That puts it squarely in the realm of next-generation battery technology competing to lower the cost and extend the range of electric vehicles.

Pros and cons of silicon

Silicon can hold 10 times more lithium ions than the graphite commonly used in anodes today. But there’s a problem: silicon more than triples its volume when completely lithiated. When repeated, this swelling and shrinking causes silicon to quickly break down.

Many researchers have been working on strategies to make silicon more suitable for battery use. Scientists have created nanostructured silicon with a high surface-to-volume ratio, which allows the silicon to accommodate a larger volume expansion.

Biswal, lead author Thakur, and co-author Michael Wong, a professor of chemical and biomolecular engineering and of chemistry, tried the opposite approach: they etched pores into silicon wafers to give the material room to expand.

By earlier this year, they had advanced to making sponge-like silicon films that showed even more promise.

Even those films presented a problem for manufacturers, Thakur notes. “They’re not easy to handle and would be difficult to scale up.”

Porous powder

But by crushing the sponges into porous grains, the material gains far more surface area to soak up lithium ions.

Biswal held up two vials, one holding 50 milligrams of crushed silicon, the other 50 milligrams of porous silicon powder. The difference between them was obvious. “The surface area of our material is 46 square meters per gram,” she continues.

“Crushed silicon is 0.71 square meters per gram. So our particles have more than 50 times the surface area, which gives us a larger surface area for lithiation, with plenty of void space to accommodate expansion.”

The porous silicon powder is mixed with a binder, pyrolyzed polyacrylonitrile (PAN), which offers conductive and structural support.

“As a powder, they can be used in large-scale roll-to-roll processing by industry,” Thakur says. “The material is very simple to synthesize, cost-effective, and gives high energy capacity over a large number of cycles.”

“This work shows just how important and useful it is to be able to control the internal pores and the external size of the silicon particles,” Wong says.

In recent experiments, Thakur designed a half-cell battery with lithium metal as the counter electrode and fixed the capacity of the anode to 1,000 mAh/g. That was only about a third of its theoretical capacity, but three times better than current batteries.

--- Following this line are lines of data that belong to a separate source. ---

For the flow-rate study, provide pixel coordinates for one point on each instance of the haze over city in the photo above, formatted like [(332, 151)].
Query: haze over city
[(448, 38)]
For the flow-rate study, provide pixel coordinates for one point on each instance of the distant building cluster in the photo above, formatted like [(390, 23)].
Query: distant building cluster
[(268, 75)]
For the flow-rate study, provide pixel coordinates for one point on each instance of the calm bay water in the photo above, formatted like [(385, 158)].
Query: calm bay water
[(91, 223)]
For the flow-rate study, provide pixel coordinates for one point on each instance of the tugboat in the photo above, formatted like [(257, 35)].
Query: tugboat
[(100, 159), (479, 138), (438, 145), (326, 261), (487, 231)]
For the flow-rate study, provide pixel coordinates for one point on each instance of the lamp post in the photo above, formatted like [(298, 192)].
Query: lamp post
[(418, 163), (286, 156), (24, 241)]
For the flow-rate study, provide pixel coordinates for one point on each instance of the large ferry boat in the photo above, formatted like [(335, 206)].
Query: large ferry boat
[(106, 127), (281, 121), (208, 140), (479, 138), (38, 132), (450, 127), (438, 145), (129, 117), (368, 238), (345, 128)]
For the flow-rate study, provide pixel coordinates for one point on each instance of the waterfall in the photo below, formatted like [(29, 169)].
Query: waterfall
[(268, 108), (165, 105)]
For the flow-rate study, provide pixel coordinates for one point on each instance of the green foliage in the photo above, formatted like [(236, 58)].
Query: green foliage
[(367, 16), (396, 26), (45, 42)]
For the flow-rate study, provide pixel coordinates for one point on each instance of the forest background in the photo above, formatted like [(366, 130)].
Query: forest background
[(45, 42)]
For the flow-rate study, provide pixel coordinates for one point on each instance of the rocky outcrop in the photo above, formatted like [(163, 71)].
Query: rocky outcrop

The anodes lasted 600 charge-discharge cycles at a C/2 rate (two hours to charge and two hours to discharge).

Another anode continues to cycle at a C/5 rate (five-hour charge and five-hour discharge) and is expected to remain at 1,000 mAh/g for more than 700 cycles.

“The next step will be to test this porous silicon powder as an anode in a full battery,” Biswal says. “Our preliminary results with cobalt oxide as the cathode appear very promising, and there are new cathode materials that we’d like to investigate.”

Researchers at Lockheed Martin co-authored the study.